Jean-François Boux écrit à ses parents (Hesdin – Bettincourt)

Le 8 novembre 1809, BOUX Jean-François, natif de Bettincourt, soldat au 2ème Régiment de Dragons des Armées Napoléoniennes, écrit à ses parents, de Hesdin, dans le Pas-de-Calais:

« Mon très cher père et ma très chère mère,

Je vous fais bien mes compliments et à mon très cher frère (BOUX Henri-Théodore, réformé pour invalidité), et à ma très chère soeur. Je me porte toujours bien, Dieu merci, et j’espère que vous vous portez tours aussi bien, car quant à moi, je me porte bien.
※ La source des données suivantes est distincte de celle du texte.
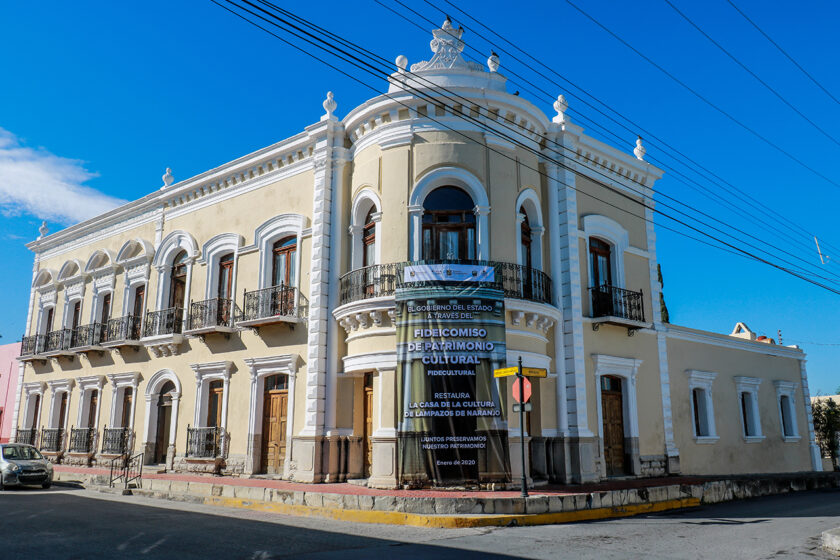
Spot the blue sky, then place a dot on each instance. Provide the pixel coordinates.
(98, 98)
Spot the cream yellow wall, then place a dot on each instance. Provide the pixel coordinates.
(613, 341)
(730, 454)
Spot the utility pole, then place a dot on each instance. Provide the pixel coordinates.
(521, 379)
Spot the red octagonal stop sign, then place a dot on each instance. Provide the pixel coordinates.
(526, 389)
Mon très cher père, j’ai reçu la lettre datée du 3 août avec plaisir, et j’ai reçu la lettre du 24 août, et nous avons reçu la lettre que vous avez renvoyé avec Lacroix d’Oyle. Mes compliments à mon très cher oncle de Bleret et à sa femme, et à ma très chère tante Pétronelle de Waremme. Mes compliments à Arnold Simon (SIMONET Arnold, de Bettincourt, marié à STASSEYN Reine) et à sa femme et à toute sa famille, et à tous les enfants de Lambert Noël et à François Moureau (MOUREAU François, maréchal-ferrant, 50 ans, marié avec 4 enfants) et à toute sa famille et à Joseph Puisseant (PUISSANT Joseph, domestique, 31 ans, marié sans enfant) et à sa femme.

Beaudinet Boux, mon père

Jean-François Boux, votre fils pour la vie »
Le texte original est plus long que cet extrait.